On 04-03-2019 16:30, Loris Bennett wrote:
On 3/4/19 2:26 PM, Loris Bennett wrote:
Ole Holm Nielsen <ole.h.niel...@fysik.dtu.dk> writes:
We're one of the many Slurm sites which run the slurmdbd database daemon on the
same server as the slurmctld daemon. This works without problems at our site
given our modest load, however, SchedMD recommends to run the daemons on
separate servers.
Contemplating how to upgrade our cluster from Slurm 17.11 to 18.08, I've come to
appreciate the advantage of running the daemons on separate servers: One can
upgrade slurmdbd to 18.08 while keeping slurmctld at 17.11 (for a while at
least). This enables us to upgrade to 18.08 in the recommended order without
any interruption to our running jobs and without any cluster downtime.

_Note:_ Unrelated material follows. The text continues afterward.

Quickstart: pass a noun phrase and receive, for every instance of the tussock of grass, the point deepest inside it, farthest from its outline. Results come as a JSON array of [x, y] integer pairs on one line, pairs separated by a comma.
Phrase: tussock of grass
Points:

Can't one do this even with only one server? We have always run both
slurmctld and slurmdbd on one machine and have performed all the updates
without any downtime.
For minor upgrade 17.11.x to 17.11.y there is no issue because the MySQL
database layout is unchanged.
Major upgrades such as 17.11 to 18.08 is potentially more risky, see for example
this list thread "Extreme long db upgrade 16.05.6 -> 17.11.3":
https://lists.schedmd.com/pipermail/slurm-users/2018-February/000612.html
I recommend to study the instructions in
https://slurm.schedmd.com/quickstart_admin.html#upgrade.
That is indeed the protocol we follow.
See also the slides on "Upgrading" in
https://slurm.schedmd.com/SLUG18/field_notes2.pdf from the SLUG meeting 2018
(https://slurm.schedmd.com/publications.html).

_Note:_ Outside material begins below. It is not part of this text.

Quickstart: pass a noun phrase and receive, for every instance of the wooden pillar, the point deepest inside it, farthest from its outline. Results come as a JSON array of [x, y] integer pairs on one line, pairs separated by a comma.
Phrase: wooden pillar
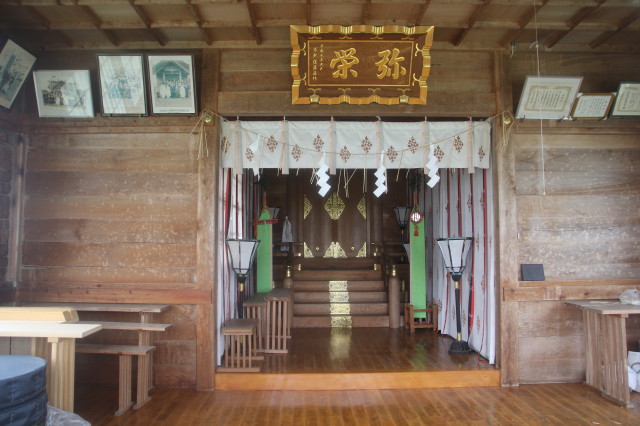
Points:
[[507, 230], [208, 172], [394, 299]]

Updating the database layout during a Slurm major upgrade can in special
situations lead to problems, so it's safer to do the upgrade separately for
slurmdbd and slurmctld. This is why I've decided to move my slurmdbd and
database to a separate server now. The slurmctld which governs the entire
cluster is thereby unaffected as I "play" with the database upgrade, and I can
upgrade Slurm without any cluster downtime.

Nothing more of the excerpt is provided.